Thursday, May 6, 2010

Me talks English reel good

I have spent a considerable amount of both time and money throughout the years perfecting my knowledge and usage of the English language.

I've read like a maniac since the day I could first hack out sentences in my Easy-Reader. I actually loved English class for teaching me grammar and how to diagram sentences, a sentiment the majority of my classmates did NOT share. I had a college-level vocabulary in the eighth grade and pretentiously use big words in everyday conversations. I've done two degrees in English-related fields, and the last one contained a grammar-INTENSIVE course that pretty much knocked out any English mistakes that creep into my writing with a mallet the size of the Washington monument.

Before I got to Jordan, I could write 3,000-word articles for magazines with not a single mistake in grammar, spelling or typing. I could edit articles all day for the same. I was an almost foolproof proofreader who took the time to look up grammar rules at work if I was the least bit unsure. They called me the comma queen at my last job because I knew a rule for placing or taking out a comma anywhere in the sentence almost every time.

I was GOOD at English. Not just James Brown "I Feel Good" good but Mohammad Ali "I AM the Greatest" good.

Then I got to Jordan. Now I spend all day every day listening to broken English. I read children books more than I read adult books. I constantly correct 5th grade English essays that, while good for their age and ability level, can contain every type of grammar, punctuation or spelling mistake out there.

And tragically I'm absorbing English mistakes into my own writing at an alarming and disheartening rate, and my English level has plummeted down to a barely passing 5th grader's. Yep. I just might fail my own class.

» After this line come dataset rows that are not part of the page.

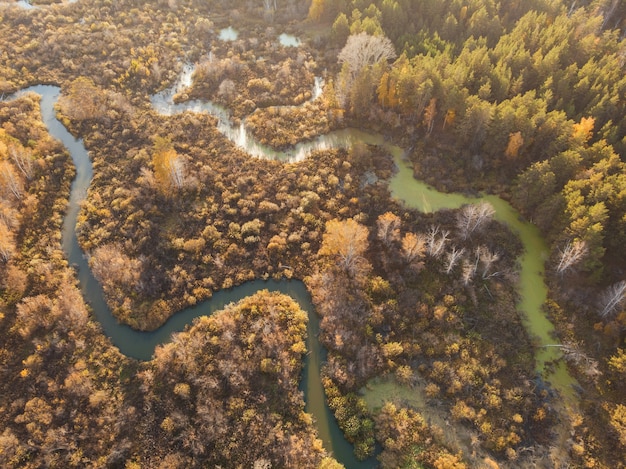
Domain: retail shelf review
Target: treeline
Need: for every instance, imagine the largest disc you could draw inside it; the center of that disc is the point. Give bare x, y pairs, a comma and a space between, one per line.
225, 392
526, 100
201, 214
434, 297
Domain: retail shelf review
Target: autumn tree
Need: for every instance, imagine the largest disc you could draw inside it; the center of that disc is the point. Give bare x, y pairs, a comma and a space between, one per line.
414, 249
346, 242
570, 255
473, 217
361, 52
388, 225
83, 100
169, 166
612, 299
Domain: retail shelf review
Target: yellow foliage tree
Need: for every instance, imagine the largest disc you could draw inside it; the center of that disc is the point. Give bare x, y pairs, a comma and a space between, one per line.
346, 241
515, 143
583, 130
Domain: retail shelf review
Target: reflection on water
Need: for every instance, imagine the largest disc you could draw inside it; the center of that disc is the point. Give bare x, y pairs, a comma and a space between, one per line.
228, 34
289, 40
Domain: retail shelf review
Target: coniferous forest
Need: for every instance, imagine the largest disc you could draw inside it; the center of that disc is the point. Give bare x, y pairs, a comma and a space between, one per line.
194, 114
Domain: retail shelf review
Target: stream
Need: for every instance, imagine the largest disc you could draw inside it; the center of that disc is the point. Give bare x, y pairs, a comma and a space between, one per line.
140, 345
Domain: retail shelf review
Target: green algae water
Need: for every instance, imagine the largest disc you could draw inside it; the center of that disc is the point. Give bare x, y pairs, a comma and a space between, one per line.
531, 287
413, 193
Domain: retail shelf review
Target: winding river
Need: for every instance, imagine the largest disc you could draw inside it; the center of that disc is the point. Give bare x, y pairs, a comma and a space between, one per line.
140, 345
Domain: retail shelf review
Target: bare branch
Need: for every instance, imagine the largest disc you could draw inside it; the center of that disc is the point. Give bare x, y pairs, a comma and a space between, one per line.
452, 258
571, 254
473, 217
612, 299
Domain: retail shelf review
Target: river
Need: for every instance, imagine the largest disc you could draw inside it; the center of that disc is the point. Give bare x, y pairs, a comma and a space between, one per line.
140, 345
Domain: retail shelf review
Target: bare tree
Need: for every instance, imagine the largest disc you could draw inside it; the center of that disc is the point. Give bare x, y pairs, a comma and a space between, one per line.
269, 5
360, 53
574, 354
413, 248
473, 217
346, 241
388, 225
23, 159
436, 241
177, 171
10, 181
452, 258
362, 50
469, 270
7, 245
612, 299
487, 258
570, 255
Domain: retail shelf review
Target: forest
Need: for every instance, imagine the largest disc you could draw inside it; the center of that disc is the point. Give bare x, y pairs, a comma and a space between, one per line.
521, 100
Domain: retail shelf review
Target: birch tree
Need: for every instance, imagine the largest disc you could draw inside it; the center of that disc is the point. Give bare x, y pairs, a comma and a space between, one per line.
10, 182
23, 159
346, 241
612, 299
473, 217
436, 241
452, 258
388, 225
571, 254
7, 244
413, 249
358, 56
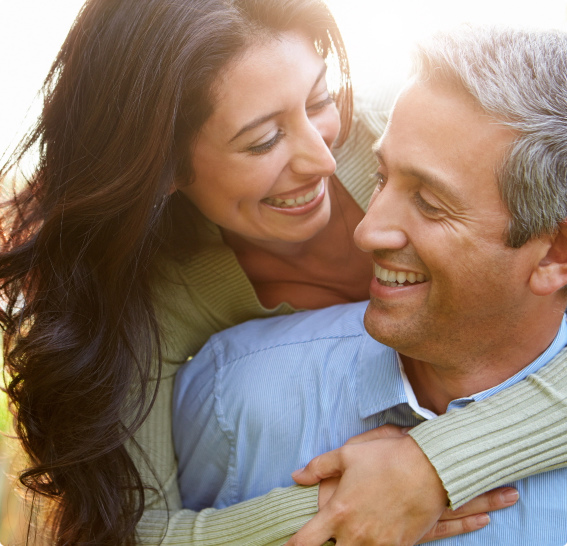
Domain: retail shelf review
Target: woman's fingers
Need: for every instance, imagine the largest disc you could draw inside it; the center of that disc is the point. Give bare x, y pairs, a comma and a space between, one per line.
331, 464
487, 502
452, 527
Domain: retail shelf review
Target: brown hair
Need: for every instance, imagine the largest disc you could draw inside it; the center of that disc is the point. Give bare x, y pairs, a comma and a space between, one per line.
131, 86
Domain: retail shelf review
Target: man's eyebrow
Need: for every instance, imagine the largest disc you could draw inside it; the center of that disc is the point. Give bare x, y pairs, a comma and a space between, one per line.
427, 178
262, 119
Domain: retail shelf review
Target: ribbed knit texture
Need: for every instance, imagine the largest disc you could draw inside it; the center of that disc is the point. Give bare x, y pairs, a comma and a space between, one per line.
519, 432
199, 295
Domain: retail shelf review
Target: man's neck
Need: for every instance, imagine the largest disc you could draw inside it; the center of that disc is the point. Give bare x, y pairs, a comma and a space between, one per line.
435, 385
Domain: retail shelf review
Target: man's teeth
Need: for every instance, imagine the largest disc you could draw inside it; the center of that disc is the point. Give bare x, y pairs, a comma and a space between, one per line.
396, 278
297, 202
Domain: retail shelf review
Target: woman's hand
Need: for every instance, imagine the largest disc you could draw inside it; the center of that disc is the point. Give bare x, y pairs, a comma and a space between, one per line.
388, 494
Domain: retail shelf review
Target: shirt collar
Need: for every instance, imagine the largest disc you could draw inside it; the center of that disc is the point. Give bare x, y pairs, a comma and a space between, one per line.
382, 383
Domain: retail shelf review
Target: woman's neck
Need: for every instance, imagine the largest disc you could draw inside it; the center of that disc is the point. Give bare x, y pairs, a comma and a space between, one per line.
325, 270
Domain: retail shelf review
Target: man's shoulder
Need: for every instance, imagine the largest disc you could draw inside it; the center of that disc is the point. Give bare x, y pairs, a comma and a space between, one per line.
338, 321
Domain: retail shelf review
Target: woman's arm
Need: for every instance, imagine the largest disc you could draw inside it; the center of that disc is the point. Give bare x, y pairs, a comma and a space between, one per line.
519, 432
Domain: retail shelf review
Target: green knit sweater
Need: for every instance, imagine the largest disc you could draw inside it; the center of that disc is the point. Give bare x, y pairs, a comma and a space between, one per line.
202, 293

When I speak on the phone to someone I know doesn't understand English very well, I find myself saying things like, "No, that's bad time. You come later? I wait you." or copying phrases such as "near to" from my foreign friends.

When writing, I have homophone trouble the likes of which would make my Magazine Editing teacher burst into tears of frustration, and today I managed to spell "their" on the board as "thier." Twice. And my kids had to correct it for me. SO embarrassing.

I'm starting have the urge to read incredibly long, intellectual novels in flawless English... just to prove I still can. WHILE I still can.

Because tomorow mine english mite not is so good.

1 comment:

  1. Thank you for posting this! I do not have a degree in English; however, English is my first language. I have recently started working here in Amman with Arabs who speak faily good English, yet it is still broken. The CEO of the company always asks me to correct the English of certain documents and I feel as though I have forgotten my own language. As I type my own documents for work, I get confused on what to write! I also get lost in my own conversation, because I start to speak broken English to assure myself that they understand me; however, I can't understand myself sometimes! UGH! Thanks!